O material linguístico observado por Amadeu Amaral refere-se predominantemente aos municípios de Capivari, Piracicaba, Tietê, Itu, Sorocaba e São Carlos, mas é interessante aprender com o autor que o dialeto caipira era muito usado em toda a província (o estado de São Paulo), pela maioria da população e também por uma minoria culta. Isso deu aos paulistas a fama de corromperem o vernáculo com seus vícios de linguagem.

As características marcantes e influentes do dialeto da região parecem ser o que mantém a sua sobrevivência: é como se os falantes, conscientes de sua fala, a preservassem por uma questão de identidade e se tornassem, numa perspectiva da Análise de Discurso, narradores-produtores.

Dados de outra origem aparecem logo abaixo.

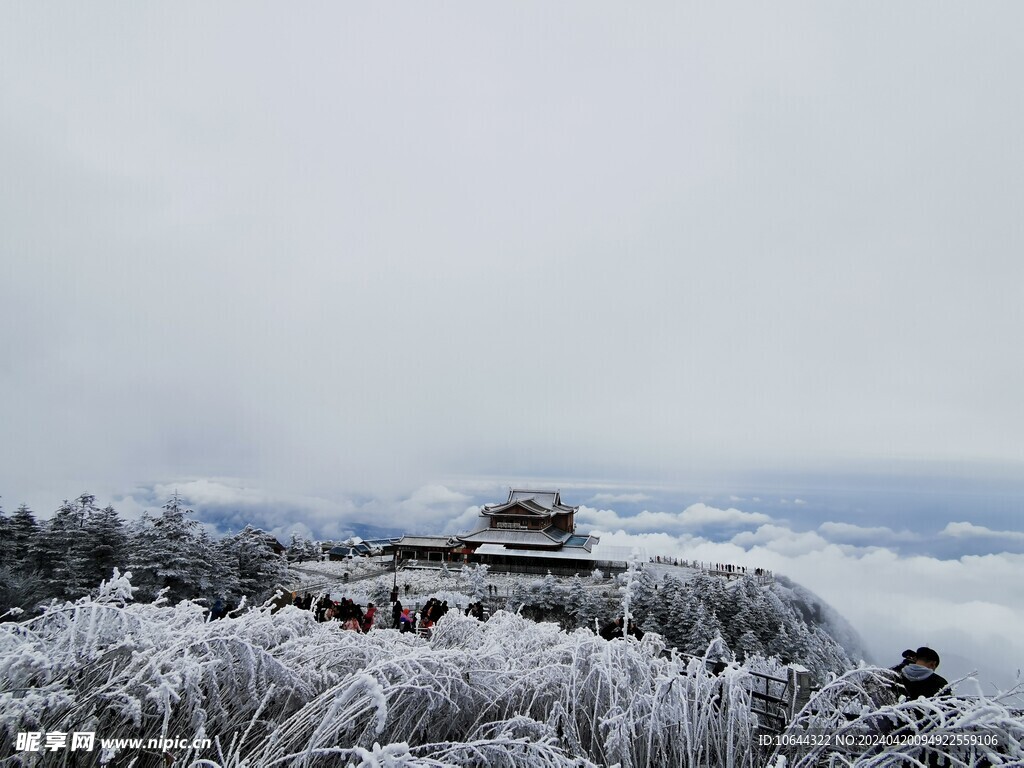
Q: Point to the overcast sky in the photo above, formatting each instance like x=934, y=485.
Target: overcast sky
x=340, y=253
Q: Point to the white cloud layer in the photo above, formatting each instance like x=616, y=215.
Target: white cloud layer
x=967, y=608
x=970, y=530
x=693, y=518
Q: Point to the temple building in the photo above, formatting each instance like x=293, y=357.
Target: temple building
x=531, y=531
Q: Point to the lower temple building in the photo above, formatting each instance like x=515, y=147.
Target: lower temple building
x=531, y=531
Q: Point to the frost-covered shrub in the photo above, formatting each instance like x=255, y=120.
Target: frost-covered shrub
x=860, y=710
x=282, y=689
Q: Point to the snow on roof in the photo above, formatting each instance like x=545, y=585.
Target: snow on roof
x=427, y=541
x=550, y=537
x=569, y=553
x=535, y=502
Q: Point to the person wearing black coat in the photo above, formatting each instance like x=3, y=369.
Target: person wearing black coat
x=916, y=674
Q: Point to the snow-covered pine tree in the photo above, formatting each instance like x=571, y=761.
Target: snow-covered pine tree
x=54, y=553
x=260, y=570
x=780, y=644
x=166, y=553
x=24, y=530
x=749, y=645
x=704, y=630
x=6, y=551
x=476, y=581
x=103, y=546
x=669, y=614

Por isso, a atualidade d’O Dialeto caipira. Uma obra pioneira, uma pesquisa importante feita há um século, que aborda uma questão linguística brasileira e que, pelo desenvolver dos estudos linguísticos, pode ser analisada hoje de uma maneira que ultrapassa a dialetologia e alcança a questão da identidade.

Alguns dados linguísticos sobre o dialeto caipira recolhidos por Amadeu Amaral:

a)    No nível fonético:

·        realização de [e] e [o] átonos finais: est[e], pov[o] (“povO”);

·        realização do ditongo nasal de bom, tom, som como [ãw] (“bÃU”);

·        ocorrência do “r caipira”, em posição intervocálica arara e pós-vocálica carta som identificado como “línguo-palatal e guturalizado”, cuja articulação é descrita em pormenores por Amaral; o “r retroflexo”, como também é conhecido, é, talvez, o traço mais marcante do que hoje se identifica como uma pronúncia “caipira”;

·        realização africada das palatais /ʃ/ e /ʒ/ [tʃ]ave para chave, [dʒ]ente para gente :tchave, dgente

·        alternância entre /b/ e /v/, dando lugar a formas sincréticas como [b]assora/[v]assora; [b]espa/[v]espa; [b]amo/[v]amo. varrer/barrer.

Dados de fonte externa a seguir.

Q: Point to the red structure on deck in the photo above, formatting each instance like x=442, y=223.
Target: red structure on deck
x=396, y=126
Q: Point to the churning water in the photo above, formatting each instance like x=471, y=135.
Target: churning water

·        troca da lateral /l/ por /r/: craro; enxovar.

 

b)   No nível morfológico, uma das características é, na primeira pessoa do plural do perfeito do indicativo dos verbos em –ar, a tônica a>e: caminhamos=caminh[e]mo(s); outra  característica morfológica é que o adjetivo e o particípio passado frequentemente ocorrem sem flexão (de número e de gênero): essas coisarada bonito. Aí foi bão: peguemo a coisarada tudo.

 

c)   No nível da sintaxe, temos o uso de ele, ela como objeto; emprego de dupla negativa; uso de mór de vê e mó de vê (por amor de) para exprimir circunstância de causa. ninguém não viu ela? Pra mó de pedi(r) pra ela barrer.

 

d)   No nível do léxico, cabe destacar a presença de formas arcaicas, usadas pelos colonizadores portugueses já no século XVI: saluço (soluço), função (= baile), dona (= senhora), reina(r) (= fazer travessuras); presença de formas do tupi: caipira, sucuri, capim abacaxi, cipó, pamonha; e formações do próprio dialeto: campea(r) (= procurar), espeloteado (= maluco), prosea(r) (= conversar), rabo-de-tatu (= relho).

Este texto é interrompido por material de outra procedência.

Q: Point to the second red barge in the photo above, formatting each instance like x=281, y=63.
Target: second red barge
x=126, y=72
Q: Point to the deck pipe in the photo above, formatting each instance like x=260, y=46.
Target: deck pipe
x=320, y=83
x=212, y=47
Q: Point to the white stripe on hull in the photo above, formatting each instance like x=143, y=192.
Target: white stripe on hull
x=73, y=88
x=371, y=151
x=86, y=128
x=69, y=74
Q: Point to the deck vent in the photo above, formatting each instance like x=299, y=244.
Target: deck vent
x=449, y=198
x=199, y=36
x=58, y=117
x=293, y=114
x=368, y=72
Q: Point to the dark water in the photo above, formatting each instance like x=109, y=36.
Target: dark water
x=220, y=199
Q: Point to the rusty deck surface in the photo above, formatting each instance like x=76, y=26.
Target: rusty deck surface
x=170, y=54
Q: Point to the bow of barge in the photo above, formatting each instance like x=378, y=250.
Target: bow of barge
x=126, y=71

Interessante também apontar aqui que Amadeu Amaral não estava certo quando profetizou que o dialeto, estando já restrito a pessoas idosas e isoladas, iria desaparecer brevemente, por concorrência de outros falares paulistas. Em pesquisas realizadas 50 anos depois por linguistas da Unicamp (no final dos anos 1970), constatou-se que o dialeto estava ainda mais vigoroso, tanto no campo quanto na cidade.

Além disso, os pesquisadores se deram conta que o r retroflexo não está presente somente em palavras como porta (r pós-vocálico) e arara (r intervocálico) mas também, mais estranhamente, em encontros consonantais como braço ao menos em Capivari, terra natal de Amadeu Amaral.